Special authorization: Alice authorizes the agent to use her identity ID to represent her in performing important operations, such as booking hotels and paying for orders. This type of authorization is very important and requires Alice's manual authorization each time. Otherwise, there would be security risks.
Agent Authorization Solutions
If interoperability with existing systems is required, then use the authorization solutions supported by existing systems, such as OAuth if the existing system only supports OAuth.
However, for newly built agents, we should explore authorization solutions more suitable for agents.
In the agent identity section above, we mentioned that I believe DID is the most suitable identity solution for agents, but DID-based authorization solutions are not yet well-developed. First, W3C VC (Verifiable Credentials), which comes with W3C DID, can be used for some authorization scenarios, particularly for expressing attributes, permissions, or qualifications, such as "a user is an employee of an organization" or "a user is of legal age."
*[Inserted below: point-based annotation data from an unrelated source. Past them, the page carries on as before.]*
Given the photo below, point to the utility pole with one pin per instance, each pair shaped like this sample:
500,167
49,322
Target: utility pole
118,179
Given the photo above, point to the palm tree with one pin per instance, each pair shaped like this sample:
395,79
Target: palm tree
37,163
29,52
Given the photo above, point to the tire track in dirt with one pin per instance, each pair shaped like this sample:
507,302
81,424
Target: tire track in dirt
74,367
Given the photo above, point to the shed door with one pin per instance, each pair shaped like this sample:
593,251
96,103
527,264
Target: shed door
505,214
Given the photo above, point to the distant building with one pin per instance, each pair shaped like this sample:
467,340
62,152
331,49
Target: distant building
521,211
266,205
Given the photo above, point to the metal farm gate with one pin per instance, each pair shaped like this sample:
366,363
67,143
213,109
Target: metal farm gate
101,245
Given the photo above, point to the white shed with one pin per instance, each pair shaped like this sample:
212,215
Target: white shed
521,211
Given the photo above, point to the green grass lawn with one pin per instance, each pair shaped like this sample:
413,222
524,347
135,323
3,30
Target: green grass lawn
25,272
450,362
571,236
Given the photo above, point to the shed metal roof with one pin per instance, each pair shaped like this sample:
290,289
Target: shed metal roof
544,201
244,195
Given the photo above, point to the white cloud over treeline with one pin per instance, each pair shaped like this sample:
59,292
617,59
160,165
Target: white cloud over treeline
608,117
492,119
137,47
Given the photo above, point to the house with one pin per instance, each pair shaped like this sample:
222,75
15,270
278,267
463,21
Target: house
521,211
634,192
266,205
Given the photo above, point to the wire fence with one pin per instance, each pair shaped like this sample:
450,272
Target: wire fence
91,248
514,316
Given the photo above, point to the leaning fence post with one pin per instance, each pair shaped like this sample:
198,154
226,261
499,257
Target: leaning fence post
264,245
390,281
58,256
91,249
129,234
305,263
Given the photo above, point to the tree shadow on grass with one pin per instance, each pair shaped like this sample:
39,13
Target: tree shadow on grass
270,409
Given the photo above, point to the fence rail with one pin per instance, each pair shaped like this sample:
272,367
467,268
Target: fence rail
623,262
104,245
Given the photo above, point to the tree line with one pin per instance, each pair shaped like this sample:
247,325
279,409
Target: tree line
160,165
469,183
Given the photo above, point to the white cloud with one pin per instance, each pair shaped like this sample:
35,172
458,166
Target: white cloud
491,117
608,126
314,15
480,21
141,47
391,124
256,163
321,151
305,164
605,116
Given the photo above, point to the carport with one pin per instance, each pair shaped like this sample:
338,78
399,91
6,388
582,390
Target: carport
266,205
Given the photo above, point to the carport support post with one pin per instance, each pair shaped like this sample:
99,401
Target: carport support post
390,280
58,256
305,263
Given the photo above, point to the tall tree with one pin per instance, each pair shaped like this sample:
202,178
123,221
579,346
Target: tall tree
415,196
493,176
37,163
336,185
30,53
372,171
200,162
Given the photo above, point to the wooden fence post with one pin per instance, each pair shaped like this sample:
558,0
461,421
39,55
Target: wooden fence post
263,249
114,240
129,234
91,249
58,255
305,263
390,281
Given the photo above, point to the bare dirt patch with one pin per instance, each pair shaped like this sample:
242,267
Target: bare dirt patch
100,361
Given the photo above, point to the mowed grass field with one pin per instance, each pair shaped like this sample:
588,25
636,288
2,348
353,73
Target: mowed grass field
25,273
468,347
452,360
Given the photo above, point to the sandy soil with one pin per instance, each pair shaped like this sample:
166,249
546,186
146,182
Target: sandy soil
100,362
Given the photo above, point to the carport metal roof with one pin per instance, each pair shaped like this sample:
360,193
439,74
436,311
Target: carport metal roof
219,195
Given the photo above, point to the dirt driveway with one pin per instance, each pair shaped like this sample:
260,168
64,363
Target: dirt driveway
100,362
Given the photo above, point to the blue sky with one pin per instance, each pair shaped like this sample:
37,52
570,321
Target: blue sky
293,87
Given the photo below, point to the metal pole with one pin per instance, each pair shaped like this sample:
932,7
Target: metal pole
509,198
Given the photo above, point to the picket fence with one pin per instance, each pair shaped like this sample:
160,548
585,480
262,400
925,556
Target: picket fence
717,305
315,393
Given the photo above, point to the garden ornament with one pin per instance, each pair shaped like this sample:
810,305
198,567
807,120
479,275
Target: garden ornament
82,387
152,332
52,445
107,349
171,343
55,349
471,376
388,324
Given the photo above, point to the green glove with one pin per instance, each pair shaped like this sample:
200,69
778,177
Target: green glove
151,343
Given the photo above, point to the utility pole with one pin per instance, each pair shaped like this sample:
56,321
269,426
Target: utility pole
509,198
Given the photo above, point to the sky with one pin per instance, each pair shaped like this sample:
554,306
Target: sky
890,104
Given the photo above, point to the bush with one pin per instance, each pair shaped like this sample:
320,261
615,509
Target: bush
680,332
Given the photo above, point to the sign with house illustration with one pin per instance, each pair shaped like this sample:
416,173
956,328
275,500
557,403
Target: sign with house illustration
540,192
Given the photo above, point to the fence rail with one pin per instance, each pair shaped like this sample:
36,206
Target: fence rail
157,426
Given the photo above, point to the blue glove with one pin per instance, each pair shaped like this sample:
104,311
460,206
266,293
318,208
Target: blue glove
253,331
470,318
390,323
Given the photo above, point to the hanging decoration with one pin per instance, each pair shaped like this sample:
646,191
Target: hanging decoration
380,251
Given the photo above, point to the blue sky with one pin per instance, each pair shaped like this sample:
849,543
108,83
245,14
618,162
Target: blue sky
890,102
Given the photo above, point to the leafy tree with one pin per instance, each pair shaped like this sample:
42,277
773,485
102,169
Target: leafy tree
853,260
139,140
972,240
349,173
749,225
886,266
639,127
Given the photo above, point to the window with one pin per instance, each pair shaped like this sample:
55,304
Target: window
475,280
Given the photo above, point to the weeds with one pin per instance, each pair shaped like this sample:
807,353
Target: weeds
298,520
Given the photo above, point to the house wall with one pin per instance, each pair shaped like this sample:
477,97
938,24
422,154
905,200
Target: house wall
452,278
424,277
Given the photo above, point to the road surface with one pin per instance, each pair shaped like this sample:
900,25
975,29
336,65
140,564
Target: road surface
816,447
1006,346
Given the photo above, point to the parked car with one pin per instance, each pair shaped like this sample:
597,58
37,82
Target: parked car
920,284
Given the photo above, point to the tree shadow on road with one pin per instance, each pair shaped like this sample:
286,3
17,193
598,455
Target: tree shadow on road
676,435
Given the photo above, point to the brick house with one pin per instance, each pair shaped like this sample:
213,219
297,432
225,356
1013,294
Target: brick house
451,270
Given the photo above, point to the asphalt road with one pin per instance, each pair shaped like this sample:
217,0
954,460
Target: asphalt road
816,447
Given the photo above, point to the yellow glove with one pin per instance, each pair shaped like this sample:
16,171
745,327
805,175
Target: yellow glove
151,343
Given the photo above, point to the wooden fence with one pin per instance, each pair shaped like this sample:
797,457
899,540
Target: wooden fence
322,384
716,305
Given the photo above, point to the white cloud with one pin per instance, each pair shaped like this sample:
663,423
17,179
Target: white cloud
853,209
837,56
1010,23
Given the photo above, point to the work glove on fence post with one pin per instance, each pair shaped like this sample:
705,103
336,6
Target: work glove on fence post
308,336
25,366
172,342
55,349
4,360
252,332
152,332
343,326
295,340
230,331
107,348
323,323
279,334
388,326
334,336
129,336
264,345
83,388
The VC solution is somewhat complex when expressing something like "30-minute read access to a specific resource," and the cost of issuance, verification, and revocation may be relatively high. W3C ZCAP-LD is an interesting technology for solving this problem, but it is currently still in community draft status.
IETF's GNAP (Grant Negotiation and Authorization Protocol) is proposed by the IETF GNAP working group and aims to be the successor to OAuth 2.0, addressing OAuth 2.0's shortcomings in flexibility, security, and extensibility, enabling authorization protocols to adapt to emerging scenarios such as AI Agents, IoT, and decentralized identity.
GNAP also supports DID and is a solution worth attention.
End-to-End Encrypted Communication
If two agents communicate through messages and use a third-party service for message relay, this communication may not be secure, as messages could be intercepted or even decrypted by the third party.
In this case, end-to-end encryption technology is needed to allow third-party services to conveniently relay messages while being unable to decrypt their content.
If these two agents communicate directly, for example, two agents belonging to different platforms where each platform has applied for a public network endpoint for them, they can connect directly and use traditional HTTPS or WSS to ensure message security without needing end-to-end encryption.